The road to reach “90-90-90”
While the core obstacles in our view are political, there are also a number of more practical and technical issues that need to be addressed if we are to reach the 90-90-90 targets. It is essential that the South African National AIDS Council, the Department of Health, treasury and civil society get together to figure out the nitty gritty of reaching these ambitious targets by 2020.

As explained on page X, we need to ensure that HIV testing rates in South Africa increase rather than decrease if we are to reach the first “90”. Increased testing will require significant human and financial resources. It would also be essential to ensure that testing, and then treatment, is accompanied with quality counselling services. We are concerned that HIV counselling services have not increased in line with the increasing numbers of people on ART. In some areas where we work there has, in fact, been a decrease in the availability of HIV counselling services. We suspect that as people start treatment at higher CD4 counts, and while they are still healthy, good counselling will become an even more important part of ensuring good treatment adherence. The Department of Health must urgently provide clarity in relation to the role of various levels of counsellors and treasury should make sure the money is available to employ the army of counsellors that we desperately need.

The way forward will also require a shift of emphasis from CD4 count tests toward viral load counts. While an initial CD4 count may be useful, a viral load test becomes the more important test once someone is on treatment. Viral load tests show whether the replication of HIV in the body is successfully being suppressed by ART – and as such it provides a good indication of when people may need to switch to an alternative ART regimen. Both South African and World Health Organisation HIV treatment guidelines recommend at least one viral load test per year. We have, however, seen widely varying estimates of what percentage of people on ART in South Africa actually receive these tests. It is imperative that all HIV-positive people on ART should be given this test at least annually and that they should be provided with their test results.

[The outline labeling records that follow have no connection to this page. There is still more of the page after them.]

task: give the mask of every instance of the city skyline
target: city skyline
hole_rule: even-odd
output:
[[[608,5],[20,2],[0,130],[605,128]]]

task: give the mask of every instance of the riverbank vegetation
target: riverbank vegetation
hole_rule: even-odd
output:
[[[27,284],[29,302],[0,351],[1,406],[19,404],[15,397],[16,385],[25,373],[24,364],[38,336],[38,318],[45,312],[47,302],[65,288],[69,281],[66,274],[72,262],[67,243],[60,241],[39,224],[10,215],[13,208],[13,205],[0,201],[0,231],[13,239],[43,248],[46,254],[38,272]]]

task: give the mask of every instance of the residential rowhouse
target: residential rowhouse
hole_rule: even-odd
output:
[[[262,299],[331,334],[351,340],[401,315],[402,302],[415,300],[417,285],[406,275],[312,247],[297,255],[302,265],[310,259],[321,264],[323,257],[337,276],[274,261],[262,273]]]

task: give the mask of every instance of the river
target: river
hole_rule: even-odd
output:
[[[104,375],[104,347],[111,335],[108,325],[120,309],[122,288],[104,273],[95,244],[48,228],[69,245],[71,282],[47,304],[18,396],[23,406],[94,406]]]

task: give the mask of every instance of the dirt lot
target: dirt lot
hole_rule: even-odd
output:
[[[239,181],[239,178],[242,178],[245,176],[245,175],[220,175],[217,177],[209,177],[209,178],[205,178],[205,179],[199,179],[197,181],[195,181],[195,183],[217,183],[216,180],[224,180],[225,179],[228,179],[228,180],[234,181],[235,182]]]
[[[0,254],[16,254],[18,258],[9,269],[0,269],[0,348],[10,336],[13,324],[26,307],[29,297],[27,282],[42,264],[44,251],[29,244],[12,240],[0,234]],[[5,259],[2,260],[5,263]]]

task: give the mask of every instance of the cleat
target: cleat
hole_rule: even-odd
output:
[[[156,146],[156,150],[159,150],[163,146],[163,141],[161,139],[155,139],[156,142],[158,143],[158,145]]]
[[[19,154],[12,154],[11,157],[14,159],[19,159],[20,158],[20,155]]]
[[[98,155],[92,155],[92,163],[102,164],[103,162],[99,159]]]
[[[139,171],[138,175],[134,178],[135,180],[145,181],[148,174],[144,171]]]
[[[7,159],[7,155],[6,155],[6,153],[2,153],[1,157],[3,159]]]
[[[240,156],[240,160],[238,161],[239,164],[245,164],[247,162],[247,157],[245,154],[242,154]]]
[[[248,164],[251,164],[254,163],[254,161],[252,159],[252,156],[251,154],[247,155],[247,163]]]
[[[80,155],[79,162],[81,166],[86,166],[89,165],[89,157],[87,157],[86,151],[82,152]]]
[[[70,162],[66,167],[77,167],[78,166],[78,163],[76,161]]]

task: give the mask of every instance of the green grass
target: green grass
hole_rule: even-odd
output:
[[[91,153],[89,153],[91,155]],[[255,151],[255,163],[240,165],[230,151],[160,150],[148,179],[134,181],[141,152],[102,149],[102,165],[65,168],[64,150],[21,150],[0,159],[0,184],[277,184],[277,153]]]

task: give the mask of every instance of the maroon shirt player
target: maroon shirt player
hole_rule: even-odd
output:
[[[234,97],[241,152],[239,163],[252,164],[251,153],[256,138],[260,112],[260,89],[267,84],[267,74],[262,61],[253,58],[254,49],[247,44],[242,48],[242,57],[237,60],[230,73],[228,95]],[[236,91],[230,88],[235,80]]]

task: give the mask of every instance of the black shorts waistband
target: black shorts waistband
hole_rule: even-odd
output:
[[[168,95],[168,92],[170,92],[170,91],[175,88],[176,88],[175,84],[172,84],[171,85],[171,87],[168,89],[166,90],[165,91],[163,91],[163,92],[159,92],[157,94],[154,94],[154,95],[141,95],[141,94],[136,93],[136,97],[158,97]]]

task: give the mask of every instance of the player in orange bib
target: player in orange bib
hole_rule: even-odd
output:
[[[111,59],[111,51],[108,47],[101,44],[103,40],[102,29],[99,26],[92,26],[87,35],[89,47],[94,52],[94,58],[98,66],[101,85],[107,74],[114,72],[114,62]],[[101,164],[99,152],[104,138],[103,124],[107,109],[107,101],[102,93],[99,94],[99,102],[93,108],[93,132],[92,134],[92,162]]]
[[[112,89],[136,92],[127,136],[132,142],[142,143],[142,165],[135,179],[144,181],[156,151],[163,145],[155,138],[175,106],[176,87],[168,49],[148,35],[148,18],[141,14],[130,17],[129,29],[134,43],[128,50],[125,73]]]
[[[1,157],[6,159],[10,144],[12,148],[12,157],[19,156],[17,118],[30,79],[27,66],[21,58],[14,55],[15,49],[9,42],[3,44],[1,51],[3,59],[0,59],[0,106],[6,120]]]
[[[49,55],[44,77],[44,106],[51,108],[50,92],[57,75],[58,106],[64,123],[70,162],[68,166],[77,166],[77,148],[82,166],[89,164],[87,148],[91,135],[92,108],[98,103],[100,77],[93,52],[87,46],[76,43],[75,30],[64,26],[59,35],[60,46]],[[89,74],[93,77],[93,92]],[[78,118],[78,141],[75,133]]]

To better understand the state of our AIDS response it is important that we do not look only at the numbers of people who have started ART, but also at whether patients remain in care and healthy. Viral load coverage rates are a good indicator of the number of people who are receiving care, while viral suppression rates are a very useful indicator of the health of those people. As per the third “90”, the Department of Health and SANAC must make viral load monitoring a cornerstone of how we measure our AIDS response.
Better and more open reporting of viral load data could also play an important part in increasing accountability in the healthcare system. We see no reason why patients should not have access to the viral coverage and viral suppression rates for their clinic, their district and their province. If the Department of Health shares more of this data more regularly, it would help civil society to hold healthcare facilities, districts, and provinces to account more effectively.

Six steps toward 90-90-90:

  1. All HIV-positive people in South Africa should be recommended antiretroviral therapy (ART)
  2. All people starting ART should receive thorough and accurate counselling about the benefits of taking ART.
  3. Where congestion or resource limitations make it impossible to offer ART to all HIV-positive people, people with CD4 counts below 350 cells/mm3 should be prioritised.
  4. All people on ART should receive at least one viral load test per year.
  5. The Department of Health should regularly report retention in care, viral load coverage and viral load suppression rates for all facilities in the public healthcare system in South Africa.
  6. Political obstacles to health system strengthening must be addressed.